Written by Brandy Bruyere, Regulatory Compliance Counsel
We hope everyone successfully survived last Friday’s mortgage rule compliance deadlines! While many of us spent Monday settling into the new regulatory regime, NCUA released two Regulatory Alerts— 14-RA-03 and 14-RA-04 (Alerts). These Alerts provide an overview of the new mortgage servicing rules under Regulation X (RESPA) and Regulation Z (TILA). Most of these rules went into effect on January 10th and these Alerts are helpful basic summaries of these rules.
Together, these two Alerts address the nine mortgage servicing provisions. The first three are under Regulation Z and the last six are under Regulation X:
- Periodic statements;
- Adjustable Rate Mortgage (ARM) disclosure notices;
- Prompt crediting and payoff statements;
- Force-placed insurance;
- Error resolution and information requests;
- General servicing policies, procedures, and requirements;
- Early intervention with delinquent members;
- Continuity of contact with delinquent members;
- Loss mitigation
Generally, the Alerts address the scope of the regulations as well as the content and timing required for various notices and statements. Also, both Alerts summarize the definition of the small servicer exemption:
“How Does a Credit Union Qualify for the Small Servicer Exemption?
Your credit union is considered a small servicer under both the TILA and RESPA Mortgage Servicing rules if:
• Together with any affiliates, you service 5,000 or fewer mortgages, and you (or an affiliate) are the creditor or assignee for all of them.
An affiliate is defined as any company that controls your credit union, is controlled by your credit union, or is under common control with your credit union.6 For example, a credit union service organization (CUSO) that is owned by a credit union is considered an affiliate.
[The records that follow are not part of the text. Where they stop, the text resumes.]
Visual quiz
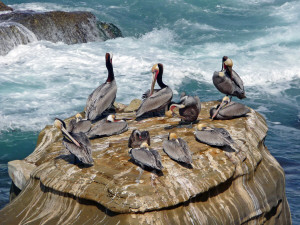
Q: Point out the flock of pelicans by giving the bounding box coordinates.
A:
[54,53,250,171]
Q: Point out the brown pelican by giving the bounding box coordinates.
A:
[195,124,235,150]
[85,53,117,120]
[166,92,201,123]
[87,115,128,138]
[163,133,193,164]
[128,130,150,148]
[67,113,92,133]
[136,63,173,118]
[129,142,163,171]
[212,56,246,99]
[54,118,94,165]
[209,96,250,120]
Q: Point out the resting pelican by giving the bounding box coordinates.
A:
[195,124,235,150]
[85,53,117,120]
[163,133,193,164]
[87,115,128,138]
[212,56,246,99]
[166,92,201,122]
[129,142,163,171]
[136,63,173,118]
[54,118,94,165]
[67,113,92,133]
[128,130,150,148]
[209,96,250,120]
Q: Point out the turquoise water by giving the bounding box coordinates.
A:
[0,0,300,221]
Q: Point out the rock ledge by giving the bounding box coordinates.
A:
[0,102,291,224]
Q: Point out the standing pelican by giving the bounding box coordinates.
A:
[136,63,173,118]
[163,133,193,164]
[128,130,150,148]
[54,118,94,165]
[166,92,201,123]
[129,142,163,171]
[87,115,128,138]
[85,53,117,120]
[212,56,246,99]
[67,113,92,133]
[209,96,250,120]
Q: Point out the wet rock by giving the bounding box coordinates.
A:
[8,160,36,190]
[0,11,122,55]
[124,99,142,112]
[0,102,291,224]
[114,102,127,113]
[0,1,13,11]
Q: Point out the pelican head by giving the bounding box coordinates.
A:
[150,64,159,96]
[211,96,230,120]
[141,141,149,148]
[75,113,82,123]
[54,118,66,130]
[197,123,206,131]
[132,130,142,139]
[169,133,177,140]
[106,115,116,122]
[222,96,230,103]
[54,118,81,147]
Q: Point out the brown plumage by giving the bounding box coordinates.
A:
[128,130,150,148]
[136,63,173,118]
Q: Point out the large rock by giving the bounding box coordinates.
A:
[0,1,13,11]
[0,11,122,55]
[0,102,291,224]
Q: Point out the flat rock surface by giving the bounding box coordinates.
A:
[0,102,290,224]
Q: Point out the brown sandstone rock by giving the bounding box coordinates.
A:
[0,102,291,224]
[124,99,142,112]
[0,1,13,11]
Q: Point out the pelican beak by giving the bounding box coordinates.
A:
[165,110,173,118]
[61,127,81,147]
[227,66,233,80]
[211,99,228,120]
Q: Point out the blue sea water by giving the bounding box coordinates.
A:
[0,0,300,221]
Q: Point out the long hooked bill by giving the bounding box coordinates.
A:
[61,127,81,147]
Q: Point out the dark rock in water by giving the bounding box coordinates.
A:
[0,1,13,11]
[0,11,122,55]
If you service any mortgages you (or an affiliate) did not originate or do not own, you do not qualify as a small servicer, even if you service 5,000 or fewer loans overall. For example, if you service 2,000 loans—1,999 of which you own or originated and one of which you neither own nor originated but for which you own the servicing rights—you do not qualify as a small servicer because you service a loan for which you (or an affiliate) are not the creditor or assignee.
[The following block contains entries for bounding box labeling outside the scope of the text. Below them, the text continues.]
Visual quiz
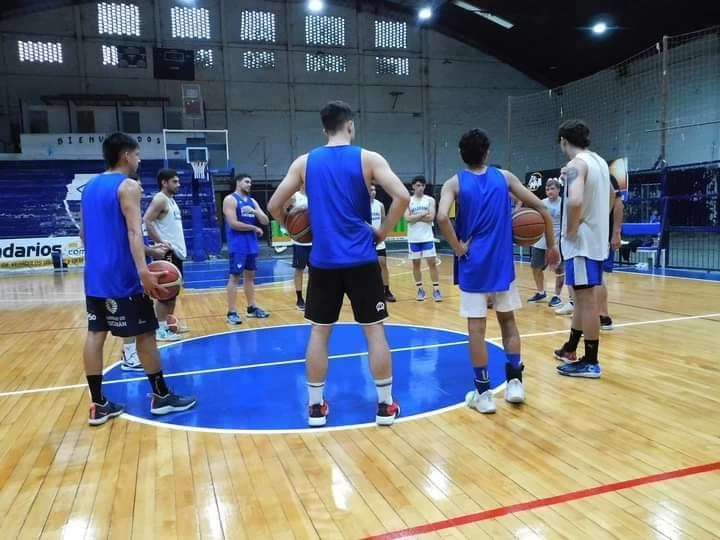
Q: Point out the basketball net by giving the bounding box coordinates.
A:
[190,161,207,180]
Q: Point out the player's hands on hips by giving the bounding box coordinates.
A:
[545,246,560,269]
[140,267,167,298]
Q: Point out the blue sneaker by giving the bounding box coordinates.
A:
[150,392,197,415]
[557,358,602,379]
[247,306,270,319]
[88,400,125,426]
[227,311,242,324]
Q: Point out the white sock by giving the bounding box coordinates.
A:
[308,382,325,405]
[375,377,392,405]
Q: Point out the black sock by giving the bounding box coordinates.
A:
[563,328,582,352]
[86,375,106,405]
[148,370,170,397]
[584,339,600,364]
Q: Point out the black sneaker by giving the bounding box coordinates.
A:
[88,400,125,426]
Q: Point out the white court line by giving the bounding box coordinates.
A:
[0,313,720,400]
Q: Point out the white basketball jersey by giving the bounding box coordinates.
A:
[155,192,187,261]
[292,191,312,246]
[370,199,385,250]
[408,195,435,244]
[561,151,611,261]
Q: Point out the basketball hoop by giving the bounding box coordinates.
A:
[190,161,207,180]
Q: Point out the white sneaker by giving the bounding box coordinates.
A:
[505,379,525,403]
[465,390,495,414]
[555,302,575,315]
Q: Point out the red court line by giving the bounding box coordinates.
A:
[365,461,720,540]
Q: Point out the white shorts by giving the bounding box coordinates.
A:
[460,281,522,319]
[408,241,437,261]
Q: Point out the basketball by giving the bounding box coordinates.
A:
[513,208,545,247]
[148,261,182,300]
[285,208,312,244]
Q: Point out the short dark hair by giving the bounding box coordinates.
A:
[103,133,140,169]
[320,101,355,134]
[157,169,177,189]
[458,128,490,167]
[558,120,590,148]
[410,175,427,186]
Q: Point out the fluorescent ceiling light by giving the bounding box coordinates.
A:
[453,0,515,30]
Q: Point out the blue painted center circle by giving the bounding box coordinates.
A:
[103,324,505,430]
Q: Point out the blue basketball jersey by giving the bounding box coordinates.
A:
[81,173,142,298]
[455,167,515,293]
[225,193,260,255]
[305,145,377,269]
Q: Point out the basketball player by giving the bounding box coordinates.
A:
[223,174,270,324]
[555,120,615,379]
[268,101,409,426]
[597,174,625,332]
[405,176,442,302]
[143,169,188,341]
[287,189,312,311]
[80,133,197,426]
[370,186,397,302]
[528,178,564,308]
[438,129,560,414]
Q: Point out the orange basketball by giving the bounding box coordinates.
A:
[285,208,312,244]
[148,261,182,300]
[513,208,545,247]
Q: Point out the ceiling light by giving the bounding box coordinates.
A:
[418,7,432,21]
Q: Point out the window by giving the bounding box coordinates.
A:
[243,51,275,69]
[375,56,410,75]
[305,15,345,47]
[30,110,50,133]
[103,45,118,66]
[305,53,347,73]
[240,11,275,43]
[170,7,210,39]
[75,111,95,133]
[18,41,62,64]
[195,49,215,68]
[375,21,407,49]
[98,2,140,36]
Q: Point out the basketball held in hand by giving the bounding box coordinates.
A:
[148,261,182,300]
[512,208,545,247]
[285,208,312,244]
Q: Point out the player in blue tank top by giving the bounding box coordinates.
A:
[268,101,410,426]
[437,129,560,414]
[223,173,270,324]
[80,133,197,426]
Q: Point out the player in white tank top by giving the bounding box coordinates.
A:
[370,186,397,302]
[555,120,615,379]
[405,176,442,302]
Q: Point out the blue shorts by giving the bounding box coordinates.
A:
[565,257,604,289]
[229,253,257,276]
[603,248,615,274]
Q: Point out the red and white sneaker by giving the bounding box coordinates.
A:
[308,400,330,427]
[375,401,400,426]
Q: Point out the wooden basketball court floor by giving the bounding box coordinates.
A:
[0,257,720,539]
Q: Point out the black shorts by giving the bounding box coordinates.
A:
[305,263,388,325]
[158,250,185,304]
[85,294,158,337]
[292,244,312,270]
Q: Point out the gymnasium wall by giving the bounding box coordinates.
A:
[0,0,542,181]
To determine if you are a small servicer, count “mortgage loans” only. A mortgage loan is a closed-end consumer credit transaction secured by a dwelling. Do not include reverse mortgages, timeshare plans, or loans you voluntarily service for a creditor or an assignee that is not an affiliate and for which you do not receive any compensation or fees.
The small servicer exemption is determined each calendar year based on the loans you and your affiliates service as of January 1 for the remainder of the year.
You can lose the small servicer exemption if you:
• Service more than 5,000 loans; or
• Take on the servicing of a loan you do not own or did not originate.
If you lose the exemption, you have six months from the date you stopped being a small servicer or until the next January 1 (whichever is later) to comply with the RESPA/TILA mortgage servicing requirements from which you were exempt as a small servicer.”
Just remember, the small servicer exemption is only available for a few of the mortgage servicing rules. Here is a past NAFCU blog which clarifies which rules are eligible for this exemption.
CFPB Updates. Also, on Friday the CFPB released two items that may be of interest. The first details changes to certain consumer information brochures (Sample Letters to Mortgage Servicers to Guide Consumers). The second is a notice regarding updates to its examination manuals for mortgage origination and servicing.
Shameless Plug Alert—Webcast: On Wednesday, February 5th, NAFCU will host a webcast titled Getting Complaints – What to Do Next to Safeguard and Improve Your Credit Union. A properly activated complaint management process helps satisfy NCUA requirements for documenting and responding to customer criticisms. Register by Jan. 29 to save $100 and learn the steps your credit union should be implementing.
I’ll end on a palate cleanser, at least for those who love dogs. My husband and I adopted our dog from a local rescue two years ago, and during that time my dog has almost grown as big and robust as mortgage regulations. It’s hard to believe he was ever so “small.”